Я киваю. Небо над головой синее-синее.
— Будем спускаться?
— Страшно.
— Я подстрахую.
Петровский первым ступает на жуткую лестницу, спускается на несколько ступенек, крепко держась за скобы. Теперь между мной и тридцатиметровой пропастью он.
Мне всё равно страшно, но я встаю на верхнюю ступеньку, изо всех сил цепляясь за ограждение.
Петровский говорит:
— Не спеши, потихоньку.
Мы спускаемся ступенька за ступенькой: сначала он, потом я. Я смотрю прямо перед собой, на светло-серый массивный бок башни. Но подо мной не пропасть, подо мной Петровский.
Наконец моя нога вместо очередной ступеньки нашаривает бетон с плотной каймой из одуванчиков. Я ступаю на растресканную плиту и оглядываюсь. Петровского нет.
Мобильник в моём кармане взрывается трелями сообщений. Я раскрываю его и растерянно мигаю. Пропущенные от отца и от матери — час, полчаса, двадцать минут, пятнадцать минут, две минуты назад. Десятки одинаковых эсэмэсок: «Ты где? Ответь!!!»
Небо никакое не синее, оно уже тёмно-сиреневое.

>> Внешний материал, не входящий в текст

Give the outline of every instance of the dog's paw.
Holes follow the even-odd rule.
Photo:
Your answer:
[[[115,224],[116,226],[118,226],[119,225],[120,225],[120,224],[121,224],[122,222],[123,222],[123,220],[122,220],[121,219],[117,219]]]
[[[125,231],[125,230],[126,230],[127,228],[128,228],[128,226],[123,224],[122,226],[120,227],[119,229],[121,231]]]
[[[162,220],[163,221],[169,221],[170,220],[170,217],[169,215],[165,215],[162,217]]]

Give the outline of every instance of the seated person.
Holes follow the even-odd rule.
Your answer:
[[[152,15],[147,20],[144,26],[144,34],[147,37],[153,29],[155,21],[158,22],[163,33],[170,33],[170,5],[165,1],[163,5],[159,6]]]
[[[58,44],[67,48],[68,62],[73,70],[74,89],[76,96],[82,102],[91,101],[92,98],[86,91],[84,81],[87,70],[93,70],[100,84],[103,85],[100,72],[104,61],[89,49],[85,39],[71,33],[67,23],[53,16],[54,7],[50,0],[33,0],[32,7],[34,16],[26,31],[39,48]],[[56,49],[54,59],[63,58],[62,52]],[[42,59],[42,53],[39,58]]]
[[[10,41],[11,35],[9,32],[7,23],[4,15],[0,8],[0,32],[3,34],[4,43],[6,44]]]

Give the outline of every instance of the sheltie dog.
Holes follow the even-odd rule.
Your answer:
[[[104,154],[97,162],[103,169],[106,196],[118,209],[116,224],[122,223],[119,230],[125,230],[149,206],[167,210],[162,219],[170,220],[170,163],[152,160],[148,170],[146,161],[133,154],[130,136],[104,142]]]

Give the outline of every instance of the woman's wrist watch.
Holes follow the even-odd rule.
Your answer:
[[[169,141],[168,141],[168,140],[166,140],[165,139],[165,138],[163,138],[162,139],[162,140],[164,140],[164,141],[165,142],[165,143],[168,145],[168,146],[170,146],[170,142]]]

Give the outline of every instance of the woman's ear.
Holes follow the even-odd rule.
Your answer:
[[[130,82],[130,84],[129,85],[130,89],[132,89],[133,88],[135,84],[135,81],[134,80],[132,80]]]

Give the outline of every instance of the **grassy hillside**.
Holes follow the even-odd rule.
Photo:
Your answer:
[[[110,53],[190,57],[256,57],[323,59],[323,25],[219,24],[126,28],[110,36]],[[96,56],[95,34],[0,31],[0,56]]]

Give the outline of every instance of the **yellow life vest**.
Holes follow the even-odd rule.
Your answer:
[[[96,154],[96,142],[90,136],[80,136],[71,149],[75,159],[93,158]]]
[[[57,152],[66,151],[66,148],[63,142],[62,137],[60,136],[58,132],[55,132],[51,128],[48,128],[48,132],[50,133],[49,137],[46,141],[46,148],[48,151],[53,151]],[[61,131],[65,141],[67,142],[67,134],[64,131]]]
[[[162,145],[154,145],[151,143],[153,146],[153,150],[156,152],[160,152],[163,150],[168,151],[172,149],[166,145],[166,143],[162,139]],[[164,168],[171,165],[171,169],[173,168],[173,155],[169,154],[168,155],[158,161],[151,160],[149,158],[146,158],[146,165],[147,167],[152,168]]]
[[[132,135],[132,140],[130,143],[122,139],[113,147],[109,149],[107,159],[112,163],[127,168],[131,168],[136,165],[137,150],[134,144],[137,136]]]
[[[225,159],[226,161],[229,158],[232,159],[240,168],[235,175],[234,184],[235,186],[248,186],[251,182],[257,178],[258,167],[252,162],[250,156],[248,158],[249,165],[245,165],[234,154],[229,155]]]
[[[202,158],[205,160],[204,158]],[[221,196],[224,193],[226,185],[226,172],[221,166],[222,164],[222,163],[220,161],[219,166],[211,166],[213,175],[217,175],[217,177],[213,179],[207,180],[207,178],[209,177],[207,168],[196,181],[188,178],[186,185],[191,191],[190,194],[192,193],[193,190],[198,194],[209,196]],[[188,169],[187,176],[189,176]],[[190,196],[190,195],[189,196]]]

Телефон прямо в моих руках взрывается новой длинной трелью, и я с перепугу отвечаю:
— Алло?
— Ты где шляешься? — орёт отец.
Если он орёт, дела плохи. Если бы мать, ничего страшного, а у отца в стадиях гнева ремень — и тот раньше крика.
— Я тут… Тут, наверное, не было связи, — говорю я.
А эсэмэска Петровскому отправилась. Ну, тому Петровскому, который неизвестно откуда взялся и неизвестно куда пропал. Но про это я молчу.
— Шагом марш домой! Мать уже морги обзванивает! — рявкает отец и бросает трубку.
Я поднимаю свой рюкзак, с которым ходил в художку и который бросил у подножия башни, когда вздумал выдраться на самую верхотуру. Конечно, мать обзванивает морги. Я обещал сразу домой, чтобы успеть на дачу к Тамаре Васильевне.
Я прихожу домой на какую-то минуту позже отца, он стоит в прихожей и пытается найти второй шлёпанец. Первый зажат у него в кулаке. В квартире пахнет корвалолом, валерьянкой и мамиными слезами. Осознание того, что отец бегал и искал меня по городу, пока мать обзванивала морги, желчью разливается по горлу.
— Явился, — говорит отец.
Он лупит меня шлёпанцем прямо в прихожей, нелепо и не больно, развернув за плечо и прижав щекой к зеркалу. Я всё равно реву, мне много не надо.